What is a Credit Score & why is it important?
- A credit score is a three-digit number, representing your creditworthiness
- Lenders consider this score to assess the risk associated with lending to an individual
- Borrowers with a good score can expect better terms and lower interest rates
- Some employers have introduced ‘credit screening’ as part of the hiring process
What is a Credit Score?
A credit score is a three-digit number assigned by a Credit Information Companies (CIC) to a borrower based on his or her track record WRT earlier and existing loans and borrowings.
TransUnion CIBIL, Equifax, Experian and High Mark Credit Information Services are the four well known CICs operating in India. These agencies employ statistical tools to award you a credit score and also evaluate your creditworthiness. Credit score for individuals is between 300 to 900. The credit score is categorized as Bad, Poor, Average, Good and Excellent. While each lender has its own criteria for using the score, a score below 600 is considered Bad, that between 600 and 649 is considered Poor and a score between 650 to 699 is considered Average. Most banks consider a score between 700 to 749 to be a Good score, while a 750+ score is considered Excellent.
The Higher, The Better
A credit score of 700+ increases your chances of availing a loan at preferential terms.
What Does the Credit Score Depend On?
A credit score typically depends on your total outstanding debt, repayment history, loan tenor, the frequency of availing credit and the type of loan accounts active. Hence, even by paying off the current debts you stand a chance of improving your credit score. The importance of achieving a good credit score is stated below:
- Preferential Terms :
Lenders use a borrower’s credit score to gauge the risk associated with lending money to that individual. They prefer lending to people with a good credit record because they generally believe that a good score as a sign of stability and dependability. A higher credit score also means that they are less likely to default on their EMIs. Hence a good credit score improves the chances of a loan approval.

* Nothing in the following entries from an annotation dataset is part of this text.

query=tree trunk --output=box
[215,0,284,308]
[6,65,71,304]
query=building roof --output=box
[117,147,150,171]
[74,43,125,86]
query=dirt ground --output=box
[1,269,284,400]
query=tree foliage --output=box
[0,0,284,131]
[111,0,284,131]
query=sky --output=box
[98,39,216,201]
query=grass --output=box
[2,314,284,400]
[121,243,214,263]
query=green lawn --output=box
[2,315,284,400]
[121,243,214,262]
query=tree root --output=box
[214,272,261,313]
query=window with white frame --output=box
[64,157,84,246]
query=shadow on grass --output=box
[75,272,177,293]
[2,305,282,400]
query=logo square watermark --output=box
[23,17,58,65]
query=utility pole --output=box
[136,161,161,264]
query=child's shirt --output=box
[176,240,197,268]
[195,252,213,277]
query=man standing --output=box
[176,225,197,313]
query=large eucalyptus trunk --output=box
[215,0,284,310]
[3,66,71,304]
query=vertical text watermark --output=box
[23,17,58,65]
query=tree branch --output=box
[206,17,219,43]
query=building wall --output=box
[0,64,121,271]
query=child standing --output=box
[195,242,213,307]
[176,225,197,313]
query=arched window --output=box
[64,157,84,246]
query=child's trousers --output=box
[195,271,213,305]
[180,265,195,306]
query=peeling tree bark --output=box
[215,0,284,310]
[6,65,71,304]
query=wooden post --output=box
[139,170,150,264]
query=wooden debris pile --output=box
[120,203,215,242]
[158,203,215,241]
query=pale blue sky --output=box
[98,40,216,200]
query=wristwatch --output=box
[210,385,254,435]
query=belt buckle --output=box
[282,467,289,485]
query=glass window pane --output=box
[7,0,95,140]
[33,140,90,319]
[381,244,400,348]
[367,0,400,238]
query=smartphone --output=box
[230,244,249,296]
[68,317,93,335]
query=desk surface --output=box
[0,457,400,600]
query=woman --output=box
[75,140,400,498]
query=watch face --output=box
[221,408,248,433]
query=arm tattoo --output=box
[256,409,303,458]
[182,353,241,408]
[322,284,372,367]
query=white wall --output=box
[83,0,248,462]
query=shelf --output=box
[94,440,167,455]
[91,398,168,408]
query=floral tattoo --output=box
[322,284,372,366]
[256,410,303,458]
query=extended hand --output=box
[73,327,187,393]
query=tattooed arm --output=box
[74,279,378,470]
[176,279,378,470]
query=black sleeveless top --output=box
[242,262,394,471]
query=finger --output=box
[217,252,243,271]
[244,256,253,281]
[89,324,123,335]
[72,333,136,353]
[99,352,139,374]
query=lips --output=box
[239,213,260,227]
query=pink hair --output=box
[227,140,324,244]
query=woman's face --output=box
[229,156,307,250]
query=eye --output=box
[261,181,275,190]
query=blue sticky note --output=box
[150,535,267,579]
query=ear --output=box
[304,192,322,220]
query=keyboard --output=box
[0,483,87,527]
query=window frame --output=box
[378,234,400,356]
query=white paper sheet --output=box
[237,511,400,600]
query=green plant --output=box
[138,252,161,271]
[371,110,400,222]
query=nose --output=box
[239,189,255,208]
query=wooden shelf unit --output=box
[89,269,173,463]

Borrowers, on the other hand, can leverage a healthy credit score to negotiate for preferential interest rates, loan amount, tenor, etc. Click here for instant personal loan quote.
- Availing a Business Loan:
If you have an existing business, or plan to establish one, it is highly likely that you will require some seed funding. A healthy credit score can help here. Banks and other financial institutions also consider an individual’s credit score while appraising a business loan application from a proprietor-led company.
- Credit Score Based on Employer Brand:
The interest rate you pay is also influenced by the nature of the company you work with. Traditionally, lenders give preferential rates to individuals working with MNCs or blue-chip companies and charge higher interest to clients working with relatively unknown entities. However, there are now banks that offer equally competitive rates to individuals working with smaller companies as well.
Credit Score for Hiring
A poor credit score can also affect employability. Employers from sectors like IT & ITeS, banking and even the Government, conduct ‘financial credit screening’ as a part of their recruitment process. Companies view individuals with a poor score as more likely to engage in unscrupulous activities, compared to financially disciplined employees (those having good scores).
Hence, a good credit score positively affects your overall current as well as future financial prospects. It is certainly a good idea to ensure that you maintain the credit score.